22 Eylül 2022

Okulun İlk Günleri

 Merhaba, biz Ecrin ve Nehir. Okulun ilk günü heyecanlıydık. Yan yana oturduk. Yeni öğretmenlerimiz vardı. Tabii yeni arkadaşlar da. Biz öğretmenleri çok sevdik. Okulun ilk günü 12 Eylül’dü. Yeni bir arkadaşımız vardı, adı Nagihan’dı. Sonradan sonraya arkadaş olduk. İlk heyecanı atlatmıştık. Dersler çok eğlenceliydi, öğretmenlerimiz de. Yeni dönemin güzel geçmesini diliyoruz. 



Nehir ve Ecrin

KİŞİLEŞTİRME ÖYKÜSÜ

 Merhaba, ben Kübra. Şimdi size kişileştirme öykümü anlatacağım. Aslında pek hikaye değil de bir Türkçe dersimden bahsedeceğim. Ders başladı, öğretmen sınıfa girdi önce. Tahtaya SÖZ SANATLARI diye başlık attı. İlk olarak abartma sanatını sonra da kişileştirme sanatını anlattı . Şu örnekleri bize verdi: Ama  ben o sırada duvarı ağlarken gördüm. "Ne oldu diye?" sordum ve sonra o bana olanları anlattı. "Hoşça kal." dedi ve gitti. Neyse cümleler şunlar: Hırka düşündü ve konuştu. Bugün bulutlar gri  ve üzgün. Ve daha bir sürü... Artık ben de  gitmeliyim. Çünkü beynim bana "Yatmalısın, yarın okul var, erken kalkacak sın." dedi.

E. Kübra GÜL

KONUŞKAN SINIF

 Bir gün öğrenciler okula geldiğinde sıra dedi ki:

-Hadi hadi oturun.

Bunu gören kitap:

 -Az susar mısın? Burada bilgi yaymak istiyorum.

Defter dedi ki:

-Kitap o bilgileri yayıyorsun ama öğrenciler iyi bilsin diye pekiştiren benim.
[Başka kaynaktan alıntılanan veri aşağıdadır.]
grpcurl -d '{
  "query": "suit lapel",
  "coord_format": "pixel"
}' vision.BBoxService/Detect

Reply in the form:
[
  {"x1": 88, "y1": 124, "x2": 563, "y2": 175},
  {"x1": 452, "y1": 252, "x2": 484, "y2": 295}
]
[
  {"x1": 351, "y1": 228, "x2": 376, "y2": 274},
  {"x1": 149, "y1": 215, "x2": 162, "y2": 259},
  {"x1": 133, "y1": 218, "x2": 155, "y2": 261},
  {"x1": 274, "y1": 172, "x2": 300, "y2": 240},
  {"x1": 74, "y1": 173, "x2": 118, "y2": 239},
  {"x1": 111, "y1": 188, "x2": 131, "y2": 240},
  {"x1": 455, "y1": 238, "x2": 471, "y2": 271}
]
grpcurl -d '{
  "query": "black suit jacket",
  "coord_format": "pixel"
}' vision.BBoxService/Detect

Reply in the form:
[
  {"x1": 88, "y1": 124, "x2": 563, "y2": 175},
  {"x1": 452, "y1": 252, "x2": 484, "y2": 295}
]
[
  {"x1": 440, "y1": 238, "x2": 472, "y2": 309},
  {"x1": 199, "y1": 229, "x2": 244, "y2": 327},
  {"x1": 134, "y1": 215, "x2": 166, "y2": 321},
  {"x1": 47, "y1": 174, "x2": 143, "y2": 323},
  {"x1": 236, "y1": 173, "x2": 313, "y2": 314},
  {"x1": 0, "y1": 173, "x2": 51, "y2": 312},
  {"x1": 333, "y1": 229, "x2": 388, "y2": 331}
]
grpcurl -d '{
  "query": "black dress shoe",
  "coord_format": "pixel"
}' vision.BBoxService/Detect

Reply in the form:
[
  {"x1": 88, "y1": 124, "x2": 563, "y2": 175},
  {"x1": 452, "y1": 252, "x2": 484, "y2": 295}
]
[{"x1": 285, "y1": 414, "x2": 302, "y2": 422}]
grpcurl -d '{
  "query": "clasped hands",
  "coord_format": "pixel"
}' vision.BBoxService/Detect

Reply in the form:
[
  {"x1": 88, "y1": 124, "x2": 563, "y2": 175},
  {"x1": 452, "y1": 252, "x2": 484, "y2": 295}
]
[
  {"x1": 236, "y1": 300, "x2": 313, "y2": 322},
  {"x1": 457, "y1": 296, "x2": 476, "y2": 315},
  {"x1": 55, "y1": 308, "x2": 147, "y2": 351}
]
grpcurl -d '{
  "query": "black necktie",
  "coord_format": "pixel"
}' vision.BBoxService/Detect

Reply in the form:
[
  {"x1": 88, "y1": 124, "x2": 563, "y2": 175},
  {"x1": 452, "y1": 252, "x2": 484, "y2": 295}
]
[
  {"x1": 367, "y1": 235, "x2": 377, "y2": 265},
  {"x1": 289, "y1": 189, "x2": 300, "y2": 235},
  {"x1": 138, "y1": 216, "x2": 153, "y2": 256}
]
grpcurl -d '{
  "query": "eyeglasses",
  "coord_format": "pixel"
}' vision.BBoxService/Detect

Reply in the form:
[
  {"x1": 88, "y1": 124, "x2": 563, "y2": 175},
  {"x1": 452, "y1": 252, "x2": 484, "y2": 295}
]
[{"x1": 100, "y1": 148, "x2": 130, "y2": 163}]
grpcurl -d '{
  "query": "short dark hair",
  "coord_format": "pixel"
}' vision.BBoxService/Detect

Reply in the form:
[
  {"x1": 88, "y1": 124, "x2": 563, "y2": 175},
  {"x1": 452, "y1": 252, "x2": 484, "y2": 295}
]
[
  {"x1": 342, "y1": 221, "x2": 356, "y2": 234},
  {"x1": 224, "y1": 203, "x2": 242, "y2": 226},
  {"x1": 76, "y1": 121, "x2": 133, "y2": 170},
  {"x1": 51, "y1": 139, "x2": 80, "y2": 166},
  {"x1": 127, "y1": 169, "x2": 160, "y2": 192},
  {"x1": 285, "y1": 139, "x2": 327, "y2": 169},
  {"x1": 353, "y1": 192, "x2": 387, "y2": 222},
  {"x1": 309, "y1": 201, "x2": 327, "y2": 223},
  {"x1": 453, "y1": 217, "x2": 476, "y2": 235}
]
"Sussanıza" dedi akıllı tahta. "Ben öğrencilerin iyi anlaması için video açtım." 

Kalem :

-Asıl sen sus akıllı tahta, sen kendini bir şey sanmaya başladın. Defter ve kitap size de söylüyorum.

Defter: 

Ben yokken çocuklara ne pekiştireceksin boş kağıt mı?

Kitap:

-Ben olmasam yazarlar nasıl yazıp sana nasıl koyacaktı akıllı tahta?

 Kalem:

-Ben olmasaydım gazeteciler baskı ve üstüne yazı yazıp internetten nasıl paylaşacaktı? Buranın lideri benim.

 diye bağırıp oturdu. 

Kalemin dediği lafa karşılık sesi kimseden çıkmadı olay burada kapandı.


M. Turan DÖNÜŞ

ABARTMA ÖYKÜSÜ

 Bir zamanlar ormanda bir kral yaşarmış. Kral parmak kadarmış ama kralın çok büyük bir gücü varmış. Bu kral bir anda uzaya kadar zıplayabilirmiş. Kralın yanına bir gün kraliçe gelmiş. Bu kraliçe, uzayın kraliçesiymiş. Kral, kraliçeyi çok güzel ağırlamış. Kraliçe gitmiş. Kral da bir zıplayışta kraliçeyle aya gitmiş ama kral parmak kadar olduğu için ayın deliklerinde kaybolmuş. Kraliçe aramış aramış ama kralı bulamamış çünkü kraliçenin boyu dağlar kadarmış. En sonunda kralı büyüteçle aramaya başlamış. Onu küçük bir deliğin içinde bulmuş. Kral ormana dönmüş ve bir daha uzaya çıkmamış.

                              Nehir ÖZKAN


İYİLİK EDEN İYİLİK BULUR

Bir varmış, bir yokmuş. Uzak şehirlerden birinde dört arkadaş varmış. Bu arkadaşlar çok  iyi anlaşırmış. Dört arkadaştan biri ayağını 3 yıl ...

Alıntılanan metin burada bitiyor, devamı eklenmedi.